Not only do you need to ensure that you have filed the proper returns in the years leading up to and following your bankruptcy, but any tax return you receive may be a factor.
Understand the tax return filing requirements
Before you file for bankruptcy, you have to file returns for the four years preceding your bankruptcy if you have not filed them already. In addition, you must file returns for four years following your bankruptcy case as well. Failure to do so could lead to complications with your bankruptcy discharge.

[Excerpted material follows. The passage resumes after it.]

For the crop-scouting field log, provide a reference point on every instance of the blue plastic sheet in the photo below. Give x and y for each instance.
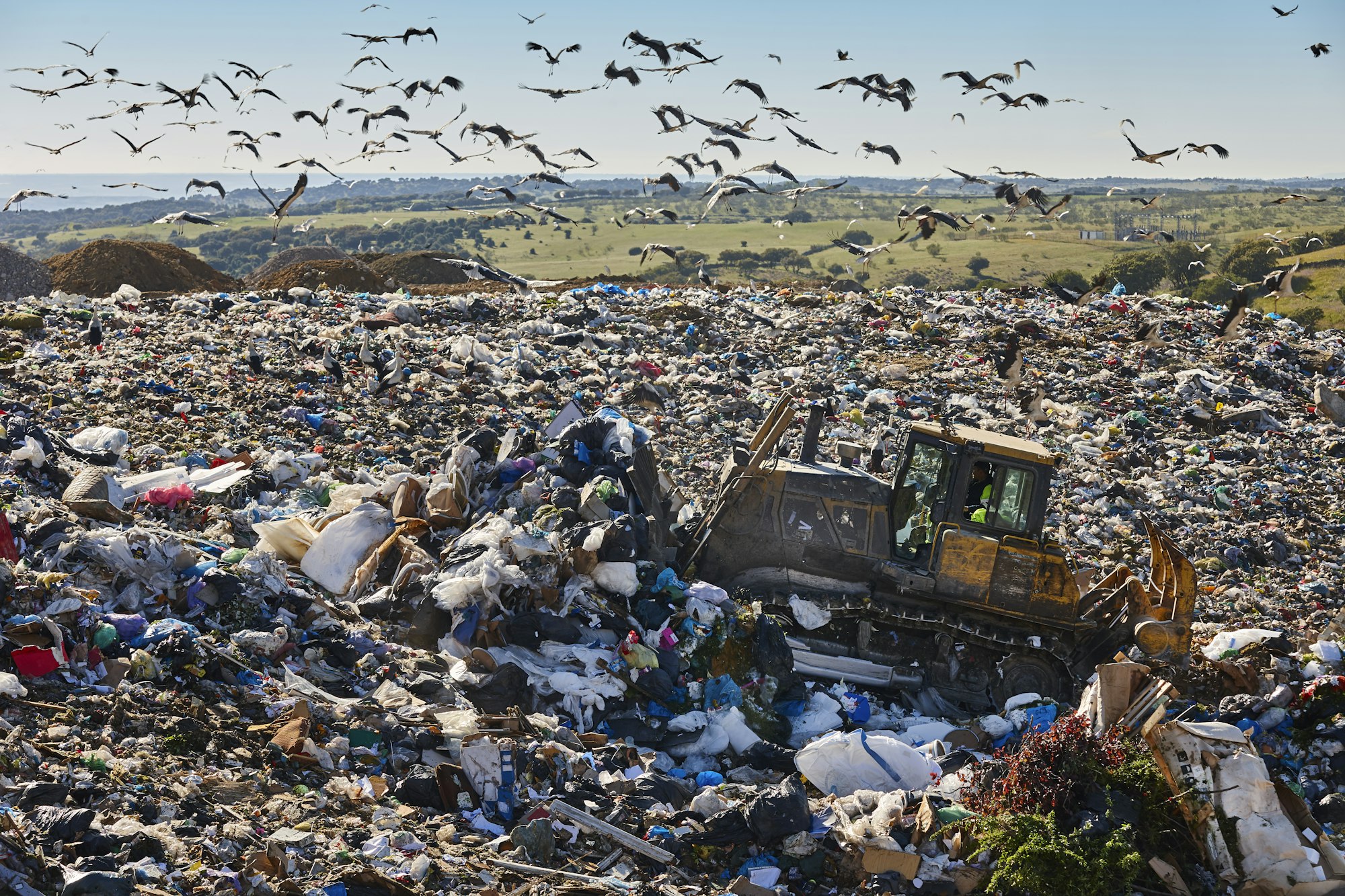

Know what happens to your tax refunds
Your bankruptcy trustee may claim any tax refund you should receive in the year you file for bankruptcy. Depending on the timing of your filing, you may receive some of the money. For example, if you file for bankruptcy in April, you might be eligible for a quarter of the refund. The remainder applies to income earned during the bankruptcy, so your trustee can use it to pay creditors. There are certain exemptions that may allow you to keep your refund in some circumstances.
Review your current tax filing status and discuss any anticipated tax refund with your bankruptcy trustee when you file for bankruptcy. Addressing the issue as early as possible can help you establish a plan for your case.